3 Prominent words and phrases
Most of the time, user messages in chat applications are short. And your intent definitions should reflect this fact.
This means your intents cannot be very long either. You need to be able to distinguish intents based on what I call “prominent words” – for e.g. words which are longer tend to stand out in the userSays phrase. For example, “opportunity” would be one such word.
Prominent words are like landmarks in the midst of a sentence – they help API.AI “map” the user’s message to the correct intent because they are distinct in some way. Contrast this to non-prominent words – stop words are too common to be used as markers, smallish words can easily be misidentified if they have typos etc. I realize this explanation is somewhat vague, but I also think those who are familiar with why TF-IDF is used in search engines understand the point I am trying to make. Perhaps this is a topic for a future expanded article.
The same applies to prominent phrases – e.g. “market share” becomes distinctive when it is grouped into a phrase, while also appearing frequently in phrasal form in the given intent (that is, it will be present in multiple userSays phrases you define).

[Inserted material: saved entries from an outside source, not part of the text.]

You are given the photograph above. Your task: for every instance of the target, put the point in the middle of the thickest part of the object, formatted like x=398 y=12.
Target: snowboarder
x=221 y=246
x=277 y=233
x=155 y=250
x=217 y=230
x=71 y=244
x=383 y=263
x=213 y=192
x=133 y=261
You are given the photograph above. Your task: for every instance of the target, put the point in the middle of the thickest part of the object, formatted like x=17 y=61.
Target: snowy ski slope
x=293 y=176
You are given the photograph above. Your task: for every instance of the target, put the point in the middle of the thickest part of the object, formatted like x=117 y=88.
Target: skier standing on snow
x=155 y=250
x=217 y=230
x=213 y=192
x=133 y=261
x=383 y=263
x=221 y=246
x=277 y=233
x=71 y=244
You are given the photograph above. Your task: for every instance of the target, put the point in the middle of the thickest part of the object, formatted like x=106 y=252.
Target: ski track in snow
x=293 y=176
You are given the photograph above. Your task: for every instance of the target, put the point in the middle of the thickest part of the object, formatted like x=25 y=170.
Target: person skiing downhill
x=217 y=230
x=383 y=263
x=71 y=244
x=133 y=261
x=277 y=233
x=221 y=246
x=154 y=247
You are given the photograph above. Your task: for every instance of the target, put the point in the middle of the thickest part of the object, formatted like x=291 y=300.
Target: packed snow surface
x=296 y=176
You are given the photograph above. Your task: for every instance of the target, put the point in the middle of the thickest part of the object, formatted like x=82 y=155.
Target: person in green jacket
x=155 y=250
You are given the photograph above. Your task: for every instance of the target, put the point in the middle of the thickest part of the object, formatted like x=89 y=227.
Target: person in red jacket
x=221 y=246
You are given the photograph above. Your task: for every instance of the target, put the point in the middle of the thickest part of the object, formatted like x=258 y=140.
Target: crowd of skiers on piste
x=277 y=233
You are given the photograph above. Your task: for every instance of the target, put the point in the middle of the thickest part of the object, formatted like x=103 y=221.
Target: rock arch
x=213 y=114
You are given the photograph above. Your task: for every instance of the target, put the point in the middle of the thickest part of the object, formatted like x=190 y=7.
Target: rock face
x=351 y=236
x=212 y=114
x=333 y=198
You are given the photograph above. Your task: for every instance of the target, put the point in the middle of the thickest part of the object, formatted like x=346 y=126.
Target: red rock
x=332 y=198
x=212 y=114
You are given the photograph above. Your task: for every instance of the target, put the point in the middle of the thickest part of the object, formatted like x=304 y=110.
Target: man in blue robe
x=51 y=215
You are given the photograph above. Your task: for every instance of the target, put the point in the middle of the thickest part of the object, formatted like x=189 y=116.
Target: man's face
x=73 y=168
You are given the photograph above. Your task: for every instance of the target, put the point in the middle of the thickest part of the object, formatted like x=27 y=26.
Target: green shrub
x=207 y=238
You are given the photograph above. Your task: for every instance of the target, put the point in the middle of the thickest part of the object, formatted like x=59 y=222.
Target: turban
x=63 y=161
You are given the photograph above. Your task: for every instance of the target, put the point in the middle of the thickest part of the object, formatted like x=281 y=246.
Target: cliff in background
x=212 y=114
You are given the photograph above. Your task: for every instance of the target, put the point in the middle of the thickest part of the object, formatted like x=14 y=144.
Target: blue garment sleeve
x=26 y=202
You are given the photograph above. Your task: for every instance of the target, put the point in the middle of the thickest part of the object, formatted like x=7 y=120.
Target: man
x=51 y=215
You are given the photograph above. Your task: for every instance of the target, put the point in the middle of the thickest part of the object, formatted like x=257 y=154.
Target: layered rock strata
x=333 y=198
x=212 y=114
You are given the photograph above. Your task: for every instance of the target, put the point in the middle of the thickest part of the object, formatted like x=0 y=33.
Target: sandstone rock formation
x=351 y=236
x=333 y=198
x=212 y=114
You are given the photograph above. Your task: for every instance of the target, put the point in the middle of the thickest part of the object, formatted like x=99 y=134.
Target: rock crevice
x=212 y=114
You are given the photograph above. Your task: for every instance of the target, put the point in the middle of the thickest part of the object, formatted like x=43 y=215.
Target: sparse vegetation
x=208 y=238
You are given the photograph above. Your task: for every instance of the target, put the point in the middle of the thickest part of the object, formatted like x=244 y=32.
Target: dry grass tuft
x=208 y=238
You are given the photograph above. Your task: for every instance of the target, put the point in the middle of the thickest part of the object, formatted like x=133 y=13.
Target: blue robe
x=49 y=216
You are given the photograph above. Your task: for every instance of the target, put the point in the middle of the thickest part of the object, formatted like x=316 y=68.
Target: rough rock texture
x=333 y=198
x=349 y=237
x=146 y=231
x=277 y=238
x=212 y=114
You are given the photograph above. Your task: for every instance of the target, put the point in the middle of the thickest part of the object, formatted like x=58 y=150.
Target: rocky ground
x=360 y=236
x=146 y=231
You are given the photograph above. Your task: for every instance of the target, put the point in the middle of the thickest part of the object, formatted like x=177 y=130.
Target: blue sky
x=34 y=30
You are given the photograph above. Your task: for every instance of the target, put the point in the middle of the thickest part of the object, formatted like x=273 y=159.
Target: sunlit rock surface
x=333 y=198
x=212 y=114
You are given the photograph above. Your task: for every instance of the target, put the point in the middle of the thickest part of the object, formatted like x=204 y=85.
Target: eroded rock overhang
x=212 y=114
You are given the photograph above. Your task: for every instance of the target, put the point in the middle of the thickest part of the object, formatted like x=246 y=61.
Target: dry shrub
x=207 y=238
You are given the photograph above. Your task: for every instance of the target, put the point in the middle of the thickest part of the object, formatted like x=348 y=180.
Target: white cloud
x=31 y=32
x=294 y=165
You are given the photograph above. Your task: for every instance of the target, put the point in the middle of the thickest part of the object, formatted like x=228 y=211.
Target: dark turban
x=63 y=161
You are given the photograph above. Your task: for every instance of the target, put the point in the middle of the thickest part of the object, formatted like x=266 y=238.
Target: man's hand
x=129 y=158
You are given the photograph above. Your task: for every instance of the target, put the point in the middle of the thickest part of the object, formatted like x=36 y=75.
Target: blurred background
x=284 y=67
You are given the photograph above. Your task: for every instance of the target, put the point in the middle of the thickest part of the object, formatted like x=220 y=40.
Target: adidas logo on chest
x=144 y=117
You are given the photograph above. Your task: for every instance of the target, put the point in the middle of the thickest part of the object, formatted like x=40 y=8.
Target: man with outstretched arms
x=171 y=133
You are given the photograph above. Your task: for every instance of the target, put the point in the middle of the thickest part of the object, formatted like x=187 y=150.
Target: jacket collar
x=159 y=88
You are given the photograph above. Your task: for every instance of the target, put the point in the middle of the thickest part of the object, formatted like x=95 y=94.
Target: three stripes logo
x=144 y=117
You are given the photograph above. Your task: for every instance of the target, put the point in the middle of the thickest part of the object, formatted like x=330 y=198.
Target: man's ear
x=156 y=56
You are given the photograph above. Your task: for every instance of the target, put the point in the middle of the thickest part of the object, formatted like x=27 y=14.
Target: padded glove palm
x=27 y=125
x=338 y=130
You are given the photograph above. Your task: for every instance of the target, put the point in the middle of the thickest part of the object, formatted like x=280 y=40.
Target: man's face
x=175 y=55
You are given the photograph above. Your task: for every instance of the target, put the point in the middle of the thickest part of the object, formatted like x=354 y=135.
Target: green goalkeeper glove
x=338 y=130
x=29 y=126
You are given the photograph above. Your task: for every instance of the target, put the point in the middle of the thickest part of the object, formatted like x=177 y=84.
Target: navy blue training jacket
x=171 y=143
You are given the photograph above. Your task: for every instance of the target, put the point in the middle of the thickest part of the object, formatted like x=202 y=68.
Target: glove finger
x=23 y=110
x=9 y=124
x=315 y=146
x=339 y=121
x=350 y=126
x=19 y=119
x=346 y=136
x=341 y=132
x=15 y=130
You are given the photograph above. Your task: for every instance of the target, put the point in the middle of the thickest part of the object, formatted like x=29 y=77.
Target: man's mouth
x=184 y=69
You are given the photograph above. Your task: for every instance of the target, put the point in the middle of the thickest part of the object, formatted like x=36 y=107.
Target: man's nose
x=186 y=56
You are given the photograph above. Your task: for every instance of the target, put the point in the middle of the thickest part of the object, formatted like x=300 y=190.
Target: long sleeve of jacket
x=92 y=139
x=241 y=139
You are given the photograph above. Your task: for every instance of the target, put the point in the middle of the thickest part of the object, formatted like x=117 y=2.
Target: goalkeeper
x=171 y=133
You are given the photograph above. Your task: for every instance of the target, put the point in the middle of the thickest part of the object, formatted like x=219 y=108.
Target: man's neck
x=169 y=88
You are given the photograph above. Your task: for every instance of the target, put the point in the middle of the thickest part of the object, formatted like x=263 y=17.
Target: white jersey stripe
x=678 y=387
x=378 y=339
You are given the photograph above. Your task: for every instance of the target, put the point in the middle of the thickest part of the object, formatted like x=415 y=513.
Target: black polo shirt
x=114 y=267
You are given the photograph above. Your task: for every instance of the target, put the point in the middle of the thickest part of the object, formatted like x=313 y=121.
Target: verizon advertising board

Analyze your userSays phrases within a single intent and see if they fit the following pattern:
- each userSays should preferably contain at least one prominent word
- a prominent word is repeated at least a few times (helps with the machine learning) within a given intent
- you don’t have too many distinct prominent words inside a given intent
For e.g. , clubbing “opportunity” and “market share” would fail the 3rd point. But, use your discretion!
4 Don’t do the heavy lifting on the webhook
Let API.AI do the heavy lifting: in the example above, we had two different phrases: “greatest opportunity” and “greatest market share”.

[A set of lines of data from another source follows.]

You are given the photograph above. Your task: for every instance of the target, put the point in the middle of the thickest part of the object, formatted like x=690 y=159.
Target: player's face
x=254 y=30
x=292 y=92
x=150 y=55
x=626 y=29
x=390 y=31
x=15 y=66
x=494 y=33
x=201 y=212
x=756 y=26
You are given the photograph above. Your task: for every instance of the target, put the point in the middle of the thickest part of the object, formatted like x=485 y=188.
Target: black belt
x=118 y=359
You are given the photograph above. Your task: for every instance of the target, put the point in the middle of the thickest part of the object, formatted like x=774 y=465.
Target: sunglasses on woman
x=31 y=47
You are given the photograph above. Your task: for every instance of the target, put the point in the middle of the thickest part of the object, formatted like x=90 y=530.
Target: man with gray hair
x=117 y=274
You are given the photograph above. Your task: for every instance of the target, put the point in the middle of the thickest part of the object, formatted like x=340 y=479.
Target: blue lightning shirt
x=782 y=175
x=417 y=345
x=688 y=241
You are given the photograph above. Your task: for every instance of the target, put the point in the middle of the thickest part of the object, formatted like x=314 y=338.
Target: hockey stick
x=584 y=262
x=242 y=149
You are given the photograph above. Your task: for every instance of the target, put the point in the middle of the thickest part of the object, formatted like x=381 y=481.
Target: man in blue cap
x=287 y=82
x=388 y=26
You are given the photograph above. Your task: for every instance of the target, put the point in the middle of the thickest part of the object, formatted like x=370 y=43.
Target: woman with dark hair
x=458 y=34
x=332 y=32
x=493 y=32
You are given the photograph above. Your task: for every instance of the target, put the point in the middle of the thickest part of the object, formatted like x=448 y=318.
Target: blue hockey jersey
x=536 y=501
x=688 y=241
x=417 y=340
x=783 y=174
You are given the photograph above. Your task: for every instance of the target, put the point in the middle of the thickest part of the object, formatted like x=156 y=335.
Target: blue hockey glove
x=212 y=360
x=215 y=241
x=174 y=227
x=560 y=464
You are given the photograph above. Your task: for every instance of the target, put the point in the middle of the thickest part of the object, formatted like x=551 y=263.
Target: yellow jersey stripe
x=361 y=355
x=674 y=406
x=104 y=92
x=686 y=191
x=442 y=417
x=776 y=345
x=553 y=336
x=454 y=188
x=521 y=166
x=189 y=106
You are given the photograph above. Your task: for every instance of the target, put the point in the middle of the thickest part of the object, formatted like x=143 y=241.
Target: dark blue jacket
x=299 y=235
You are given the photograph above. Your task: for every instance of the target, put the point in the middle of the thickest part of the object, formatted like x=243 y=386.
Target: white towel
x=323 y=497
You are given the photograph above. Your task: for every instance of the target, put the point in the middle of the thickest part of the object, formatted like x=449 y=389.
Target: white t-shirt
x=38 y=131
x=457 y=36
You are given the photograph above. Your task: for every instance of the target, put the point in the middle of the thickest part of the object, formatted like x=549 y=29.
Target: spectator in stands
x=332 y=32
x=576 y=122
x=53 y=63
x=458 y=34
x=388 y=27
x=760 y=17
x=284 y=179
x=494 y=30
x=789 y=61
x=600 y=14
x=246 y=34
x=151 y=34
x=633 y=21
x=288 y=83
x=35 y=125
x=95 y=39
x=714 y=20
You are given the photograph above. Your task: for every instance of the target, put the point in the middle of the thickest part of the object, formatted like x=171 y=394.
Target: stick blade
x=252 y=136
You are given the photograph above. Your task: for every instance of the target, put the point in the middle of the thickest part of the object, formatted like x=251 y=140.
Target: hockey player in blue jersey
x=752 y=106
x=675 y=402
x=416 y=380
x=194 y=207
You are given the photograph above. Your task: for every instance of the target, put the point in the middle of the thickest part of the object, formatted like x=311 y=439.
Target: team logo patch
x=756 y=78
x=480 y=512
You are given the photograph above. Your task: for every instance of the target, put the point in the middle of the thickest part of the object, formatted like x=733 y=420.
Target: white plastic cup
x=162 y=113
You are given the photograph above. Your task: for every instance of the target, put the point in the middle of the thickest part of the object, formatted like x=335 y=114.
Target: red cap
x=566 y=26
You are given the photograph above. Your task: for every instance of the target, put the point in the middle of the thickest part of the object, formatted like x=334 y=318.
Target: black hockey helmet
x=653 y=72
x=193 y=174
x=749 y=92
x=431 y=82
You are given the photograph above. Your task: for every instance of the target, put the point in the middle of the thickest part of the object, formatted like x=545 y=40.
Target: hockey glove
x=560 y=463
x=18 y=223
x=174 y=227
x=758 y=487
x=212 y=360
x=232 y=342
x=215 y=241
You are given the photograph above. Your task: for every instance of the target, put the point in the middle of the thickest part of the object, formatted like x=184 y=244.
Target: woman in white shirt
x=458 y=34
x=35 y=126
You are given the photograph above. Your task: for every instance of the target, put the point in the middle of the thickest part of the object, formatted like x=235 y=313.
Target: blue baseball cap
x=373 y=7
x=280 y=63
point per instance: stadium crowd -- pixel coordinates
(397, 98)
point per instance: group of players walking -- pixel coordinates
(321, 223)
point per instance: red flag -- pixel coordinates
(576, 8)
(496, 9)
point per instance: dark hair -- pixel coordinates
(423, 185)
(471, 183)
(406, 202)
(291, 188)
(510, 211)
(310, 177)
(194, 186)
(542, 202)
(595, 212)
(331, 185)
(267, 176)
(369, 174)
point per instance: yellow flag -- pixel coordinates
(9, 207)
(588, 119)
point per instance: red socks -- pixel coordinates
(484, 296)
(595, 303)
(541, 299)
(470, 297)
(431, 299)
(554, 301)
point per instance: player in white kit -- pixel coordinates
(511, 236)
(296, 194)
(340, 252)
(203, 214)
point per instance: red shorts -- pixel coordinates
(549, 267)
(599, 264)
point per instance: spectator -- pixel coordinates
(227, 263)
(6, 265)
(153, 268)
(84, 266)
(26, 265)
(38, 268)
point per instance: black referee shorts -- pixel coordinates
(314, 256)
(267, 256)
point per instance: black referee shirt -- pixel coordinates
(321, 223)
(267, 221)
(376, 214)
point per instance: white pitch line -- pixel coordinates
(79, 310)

Suppose you did group them into a single intent. This means you need to decide, on your webhook, what the user meant. You will start trying to handle corner cases. You might find that it is difficult to handle unexpected punctuation. Sometimes the word ordering is a little different. You might not be expecting to get a different word with the same stem. And the more such phrases you try to parse in your webhook, the more and more extra rules you will add to handle special cases, until you end up building a mini-API.AI inside your webhook code.

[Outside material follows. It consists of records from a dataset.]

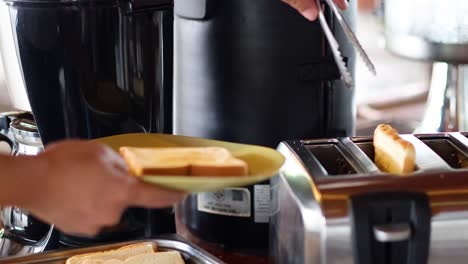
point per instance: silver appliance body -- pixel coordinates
(301, 233)
(17, 95)
(22, 234)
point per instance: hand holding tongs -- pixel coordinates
(346, 76)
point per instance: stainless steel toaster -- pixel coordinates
(331, 203)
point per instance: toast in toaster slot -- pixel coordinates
(392, 153)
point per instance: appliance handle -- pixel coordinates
(392, 232)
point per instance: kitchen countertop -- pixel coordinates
(226, 255)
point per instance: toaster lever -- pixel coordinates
(390, 227)
(392, 232)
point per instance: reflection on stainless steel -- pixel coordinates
(22, 233)
(311, 219)
(392, 232)
(11, 65)
(10, 247)
(334, 47)
(439, 33)
(191, 253)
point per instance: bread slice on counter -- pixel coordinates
(169, 257)
(392, 153)
(141, 253)
(119, 254)
(184, 161)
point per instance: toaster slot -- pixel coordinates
(367, 147)
(448, 151)
(332, 159)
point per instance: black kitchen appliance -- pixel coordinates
(254, 72)
(95, 68)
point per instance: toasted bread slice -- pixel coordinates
(392, 153)
(119, 254)
(202, 161)
(169, 257)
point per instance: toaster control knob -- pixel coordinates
(392, 232)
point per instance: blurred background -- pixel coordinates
(398, 93)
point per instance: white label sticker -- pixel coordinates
(230, 201)
(262, 203)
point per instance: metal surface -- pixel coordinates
(392, 232)
(351, 36)
(334, 47)
(11, 65)
(191, 253)
(416, 48)
(310, 220)
(439, 31)
(26, 137)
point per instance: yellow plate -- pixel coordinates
(263, 162)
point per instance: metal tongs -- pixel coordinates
(345, 75)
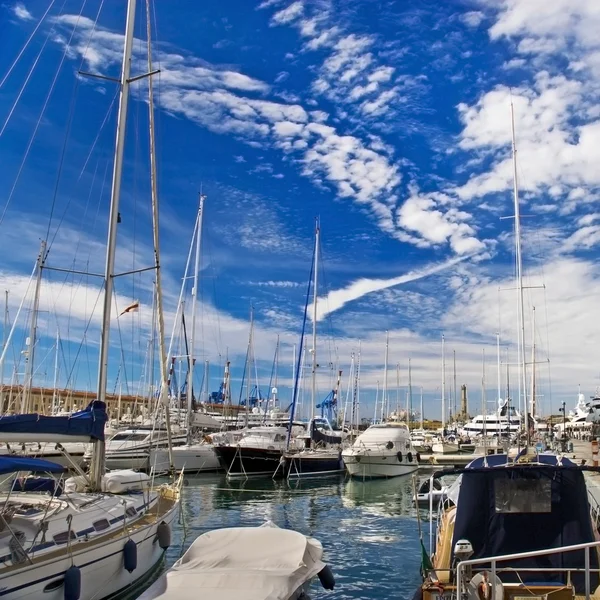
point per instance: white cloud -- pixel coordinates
(472, 18)
(21, 12)
(361, 287)
(434, 223)
(289, 14)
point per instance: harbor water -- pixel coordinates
(369, 530)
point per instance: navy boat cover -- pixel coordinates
(12, 464)
(88, 422)
(563, 519)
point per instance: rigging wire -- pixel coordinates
(31, 35)
(41, 115)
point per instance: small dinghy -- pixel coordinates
(423, 493)
(253, 563)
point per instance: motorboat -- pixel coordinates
(197, 457)
(254, 563)
(130, 448)
(259, 452)
(430, 491)
(321, 455)
(383, 450)
(510, 525)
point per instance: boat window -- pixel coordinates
(132, 437)
(522, 495)
(61, 538)
(101, 525)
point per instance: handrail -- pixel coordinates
(531, 554)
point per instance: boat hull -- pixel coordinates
(374, 466)
(241, 462)
(101, 566)
(196, 458)
(313, 464)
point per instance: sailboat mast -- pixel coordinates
(313, 392)
(192, 351)
(498, 359)
(384, 403)
(26, 404)
(533, 407)
(443, 385)
(97, 464)
(4, 343)
(409, 393)
(519, 259)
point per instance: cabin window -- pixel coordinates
(62, 538)
(101, 525)
(522, 495)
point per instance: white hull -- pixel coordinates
(444, 448)
(377, 466)
(101, 565)
(190, 459)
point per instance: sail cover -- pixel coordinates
(13, 464)
(83, 426)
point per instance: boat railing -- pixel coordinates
(494, 569)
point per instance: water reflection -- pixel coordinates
(368, 529)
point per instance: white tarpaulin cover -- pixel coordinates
(249, 563)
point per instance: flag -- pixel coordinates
(131, 308)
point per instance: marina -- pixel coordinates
(299, 300)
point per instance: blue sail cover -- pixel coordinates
(12, 464)
(85, 425)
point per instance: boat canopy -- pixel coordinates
(85, 425)
(252, 563)
(13, 464)
(507, 507)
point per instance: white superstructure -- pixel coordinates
(383, 450)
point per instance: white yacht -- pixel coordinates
(130, 448)
(383, 450)
(506, 419)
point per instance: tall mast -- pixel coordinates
(533, 406)
(192, 350)
(443, 386)
(454, 371)
(55, 383)
(164, 375)
(519, 259)
(3, 408)
(384, 403)
(97, 465)
(498, 359)
(313, 393)
(409, 393)
(26, 404)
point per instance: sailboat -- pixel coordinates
(515, 524)
(321, 455)
(193, 456)
(93, 544)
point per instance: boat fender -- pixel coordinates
(72, 583)
(163, 534)
(326, 578)
(130, 556)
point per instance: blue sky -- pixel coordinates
(390, 121)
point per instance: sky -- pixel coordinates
(389, 122)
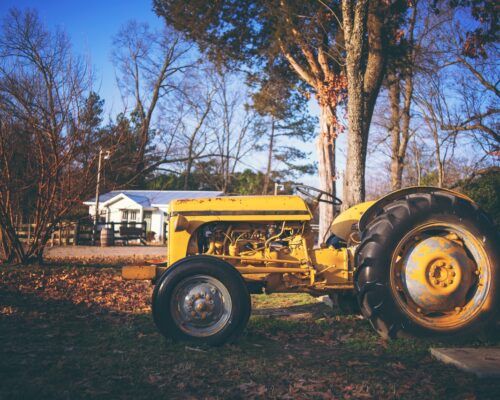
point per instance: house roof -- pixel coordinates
(158, 198)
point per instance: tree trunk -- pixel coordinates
(439, 162)
(394, 129)
(354, 183)
(362, 29)
(267, 178)
(326, 151)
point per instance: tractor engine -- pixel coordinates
(252, 240)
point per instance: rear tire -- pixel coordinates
(428, 266)
(202, 300)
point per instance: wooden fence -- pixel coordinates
(85, 233)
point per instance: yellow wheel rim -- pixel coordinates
(440, 275)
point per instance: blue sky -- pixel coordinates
(91, 25)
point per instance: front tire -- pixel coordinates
(428, 266)
(202, 300)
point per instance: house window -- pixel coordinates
(133, 216)
(125, 215)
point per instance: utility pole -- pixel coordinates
(96, 211)
(278, 187)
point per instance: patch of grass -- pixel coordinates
(71, 332)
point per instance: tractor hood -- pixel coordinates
(279, 207)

My suggestion is: this is too hard to do on the webhook, just let API.AI do as much of the work as possible. Don’t end up building a mini-API.AI inside your webhook code. Choose your intents in such a way that API.AI does most of the heavy lifting.
5 Create a mock/prototype and see what works
If all else fails, simply user test your way to a better chatbot. 🙂
When you create a chatbot, you can define some success metrics.
- How often do people fail to get to the end of the conversation?
- How frequently does API.AI invoke the fallback intent even if user says something your chatbot should handle?
- On the other hand, how frequently does API.AI wrongly map a user’s phrase to an intent even if the user says gibberish?
Having defined these metrics, create a mock/prototype chatbot and allow your prospects to interact with it. If you find a certain intent granularity achieves the best results, just use it! Nothing beats real world data.
Long term tip: Learn about Natural Language Processing
OK, so this certainly isn’t a quick suggestion. But if you think you are going to be working on chatbots for a while, then it really helps to peek under the hood a little.
NLP is at the core of how chatbots work today. I think if you understand the fundamental concepts of NLP, such as POS tagging, Named Entity Recognition and Parse trees, you will be able to get a really good intuition into how chatbots work.
At the moment, I have two suggestions for books which provide a fairly good intro to NLP – Taming Text and NLTK Cookbook. Not that these are the only books on the topic – they just happen to be well written and fairly easy for the layperson to grasp.